E o trabalho artístico é delicado — quem vê suas pipas, entende que foram pensadas com cuidado e que trazem uma expressão bem própria do artista por trás delas. É o que percebe Yhan, o rapper PretoVivo, seu neto, que reparou bem como a ação do avô fazia diferença para as crianças do bairro. Ele tem o projeto social Alto Falante, com oficinas culturais e aulas, e conecta o avô com mais crianças que querem as pipas. “A gente vive em um mundo com trabalhos de máquina, só réplicas. E ele podia pegar uma seda lisa e fazer a pipa, mas ele quis trazer formas, personagens, palavras. É um cuidado só dele.” A sua preferida, não por acaso, é uma que tinha um recorte com foto de criança, retirada de revista, e os dizeres “sonho escrita”. Juntos, ele também entende que aprende com o avô: a começar pelas ações de doação diárias, pela vontade de ajudar os outros, que só depois se materializam como projeto.

Brincar é assunto sério

A percepção de que as crianças estavam brincando menos na rua que antes, assim como a preocupação com o futuro delas, também são aspectos que preocuparam Geraldino e que fizeram com que quisesse ajudar. PretoVivo confirma, ainda, que o avô sempre reclama sobre como, depois que inventaram o celular, as crianças só ficam com o aparelho na mão. Ele confirma: “É verdade. Se você sentar do lado de uma criança, hoje em dia, ela não vê, porque não para de mexer no celular”. 

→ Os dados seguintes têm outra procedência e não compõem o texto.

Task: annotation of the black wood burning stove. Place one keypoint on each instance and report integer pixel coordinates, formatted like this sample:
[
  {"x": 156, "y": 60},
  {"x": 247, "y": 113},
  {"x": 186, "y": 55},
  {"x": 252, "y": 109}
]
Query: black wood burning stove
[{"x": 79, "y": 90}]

A possibilidade de brincar com as pipas, então, foi passando a ter raízes nessa vontade de se conectar a um mundo mais lúdico e da imaginação. “É uma forma de incentivar as crianças a entenderem que brincar é coisa séria. Eu sou nascido aqui, nesta rua, nós tínhamos brincadeiras que usavam a palavra e o corpo só. É um convite pras crianças voltarem a brincar mesmo”, complementa PretoVivo.

Fazer voar

Para o neto ainda, mais que o cuidado estético, as pipas do seu avô “sempre dizem alguma coisa”. Não é só um passatempo, mas algo que dura, que impacta de um jeito diferente quem está no entorno. As mensagens podem ser variadas, de acordo com quem interpreta, e incluem desde a vontade de retorno a essas brincadeiras até a possibilidade de também sonhar, e, por meio das brincadeiras, ir percebendo os caminhos que se podem percorrer por um mundo melhor. O que importa é aprender a voar.